2019年にアメリカン・アソシエーションのミルウォーキー・ミルクメンと契約した。この年は98試合に出場して22本塁打を放った。

2020年新型コロナウイルスの影響で短縮シーズンとなったが、57試合で22本塁打を放って本塁打王を獲得し[3]、シーズンMVPを受賞した[4]

2021年は100試合に出場して、打率.320、リーグ新記録となる33本塁打、101打点、24盗塁の成績を残し、2年連続で本塁打王とシーズンMVPを獲得した[5][6]。またMLBと業務提携を結ぶMLBパートナーリーグ英語版として活動する4つの独立リーグ全体のMVPにも選出された[7]

巨人時代 編集

2021年12月15日に読売ジャイアンツと契約した[8][9]。登録名はアダム・ウォーカー、背番号は44で、推定年俸は30万ドル(約3400万円)[10]

直近の所属がアメリカ独立リーグで尚且つ外野手であったため当時の守備力を見極めるための映像資料はほとんどなく、球団は事前にウォーカーの守備力が分からなかったという話もある[11]

 
巨人時代
(2022年5月5日 マツダスタジアム

2022年は、規定打席不足ながら打率.271、23本塁打、52打点と上々の成績を残し、岡本和真(30本、リーグ2位)、丸佳浩(27本、リーグ3位)中田翔(24本)、グレゴリー・ポランコ(24本)と20本塁打以上を5人輩出、2007年以来15年ぶりの記録となった[12]。その一方でその拙守からシーズン中は中盤に早々と守備固めに交代させられる試合もあり[11]、外野手リーグワーストとなる5失策と守備に課題を残した。そのため、アメリカへの帰国を遅らせる形で秋季キャンプに参加した。東京ドームで侍ジャパンとの強化試合で唯一の外国人選手として出場、與座海人から本塁打を放った。シーズンオフに大幅アップとなる推定年俸1億円で新たに2年契約を結んだ[13]

2023年の開幕は二軍スタートとなった。二軍でも打率1割台であったがチームの打力をテコ入れするため4月14日に一軍昇格した[14]。4月16日の中日戦に先発出場すると、第1打席で左中間に本塁打を記録した[14]。その後はルイス・ブリンソンと併用されたために出場機会を減らし[15][16]、57試合出場、打率.263、6本塁打、20打点と前年の記録を下回った[17]

ソフトバンク時代 編集

2023年11月6日に高橋礼泉圭輔との交換トレードで福岡ソフトバンクホークスに移籍することが発表された[18][19]。背番号は28

選手としての特徴・人物 編集

2013年から2016年まで4年連続で25本塁打以上を記録するなど、2018年までのマイナー通算で143本塁打を放ち[1]、独立リーグでも本塁打王に輝いている長距離砲。一方、三振率が非常に高く、2016年には2.37打数に1回(42.3%)となる202三振を喫するなど[1]、2016年から2018年までの3年連続で35.0%を超えている[20]
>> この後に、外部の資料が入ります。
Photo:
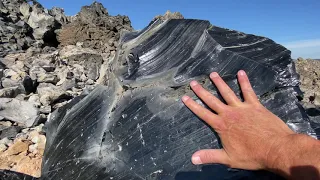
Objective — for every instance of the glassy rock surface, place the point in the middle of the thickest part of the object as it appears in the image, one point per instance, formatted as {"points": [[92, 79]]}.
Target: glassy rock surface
{"points": [[136, 127]]}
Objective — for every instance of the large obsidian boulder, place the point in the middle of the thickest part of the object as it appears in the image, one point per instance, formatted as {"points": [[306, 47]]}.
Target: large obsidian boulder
{"points": [[136, 127]]}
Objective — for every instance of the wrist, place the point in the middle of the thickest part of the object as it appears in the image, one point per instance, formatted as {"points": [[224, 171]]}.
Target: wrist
{"points": [[290, 152], [277, 158]]}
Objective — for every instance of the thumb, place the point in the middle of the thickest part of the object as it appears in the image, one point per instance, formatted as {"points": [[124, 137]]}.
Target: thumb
{"points": [[208, 156]]}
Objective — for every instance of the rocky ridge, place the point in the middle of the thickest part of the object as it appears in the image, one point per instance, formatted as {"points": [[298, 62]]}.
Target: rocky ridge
{"points": [[41, 69], [47, 59]]}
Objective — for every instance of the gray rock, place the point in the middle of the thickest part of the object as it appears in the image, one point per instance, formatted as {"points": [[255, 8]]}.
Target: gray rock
{"points": [[42, 76], [42, 24], [25, 10], [11, 92], [9, 132], [35, 99], [68, 84], [7, 82], [50, 93], [45, 109], [58, 14], [18, 111]]}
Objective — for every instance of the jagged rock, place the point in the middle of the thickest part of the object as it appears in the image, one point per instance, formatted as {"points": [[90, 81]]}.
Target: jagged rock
{"points": [[45, 109], [11, 92], [42, 25], [7, 83], [28, 113], [9, 132], [25, 10], [137, 123], [309, 71], [94, 27], [40, 75], [58, 14], [169, 15], [50, 93], [35, 99], [68, 84]]}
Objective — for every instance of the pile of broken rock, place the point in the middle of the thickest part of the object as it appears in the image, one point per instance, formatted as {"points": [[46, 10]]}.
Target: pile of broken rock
{"points": [[41, 69], [47, 59]]}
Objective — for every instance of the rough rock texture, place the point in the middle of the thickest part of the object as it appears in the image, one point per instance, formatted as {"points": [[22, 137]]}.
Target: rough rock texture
{"points": [[18, 111], [309, 71], [25, 23], [136, 127], [24, 154], [128, 128], [169, 15], [95, 28]]}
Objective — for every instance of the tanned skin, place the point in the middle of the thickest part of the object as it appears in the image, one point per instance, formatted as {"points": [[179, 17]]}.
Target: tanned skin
{"points": [[253, 138]]}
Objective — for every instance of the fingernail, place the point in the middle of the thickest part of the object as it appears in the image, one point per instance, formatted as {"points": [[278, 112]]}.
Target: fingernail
{"points": [[196, 160], [242, 73], [185, 98], [214, 75], [193, 83]]}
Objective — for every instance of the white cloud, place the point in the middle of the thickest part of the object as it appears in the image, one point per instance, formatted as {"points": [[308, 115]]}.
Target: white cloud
{"points": [[304, 48]]}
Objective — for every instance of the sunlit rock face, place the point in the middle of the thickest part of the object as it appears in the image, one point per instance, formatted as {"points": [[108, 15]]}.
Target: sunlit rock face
{"points": [[136, 127]]}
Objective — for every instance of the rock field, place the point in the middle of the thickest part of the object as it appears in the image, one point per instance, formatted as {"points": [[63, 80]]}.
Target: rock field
{"points": [[47, 59]]}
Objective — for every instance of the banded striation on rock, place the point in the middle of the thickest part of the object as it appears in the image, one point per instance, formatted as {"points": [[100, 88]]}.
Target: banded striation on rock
{"points": [[136, 127], [112, 108]]}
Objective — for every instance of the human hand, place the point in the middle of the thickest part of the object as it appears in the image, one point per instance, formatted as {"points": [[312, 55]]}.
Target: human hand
{"points": [[249, 132]]}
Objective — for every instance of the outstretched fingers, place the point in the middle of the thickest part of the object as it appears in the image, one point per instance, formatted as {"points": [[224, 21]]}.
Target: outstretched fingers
{"points": [[225, 91], [203, 113], [214, 103], [246, 88], [209, 156]]}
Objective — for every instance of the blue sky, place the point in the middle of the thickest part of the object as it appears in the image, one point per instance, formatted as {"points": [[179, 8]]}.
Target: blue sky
{"points": [[292, 23]]}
父のアダム・ウォーカー・シニア英語版は1987年にNFLミネソタ・バイキングスに所属した元プロアメリカンフットボール選手(RB)であり[21]、いとこにデトロイト・タイガースなどで活躍しMLB通算1386安打を放った元プロ野球選手のダミオン・イーズリーがいる[22]

独立リーグ時代の2019年にドレッドヘアにしたことでMVPを2回取ったために験担ぎでドレッドヘアを維持していたという[23][24]。長髪禁止とされる巨人時代もドレッドヘアを維持していた[23][25]。ソフトバンク移籍にあたり、「リセットする意味」でドレッドヘアをやめ短髪にした[26]。また巨人では禁止されていた髭を生やし外観は大きく変わっている。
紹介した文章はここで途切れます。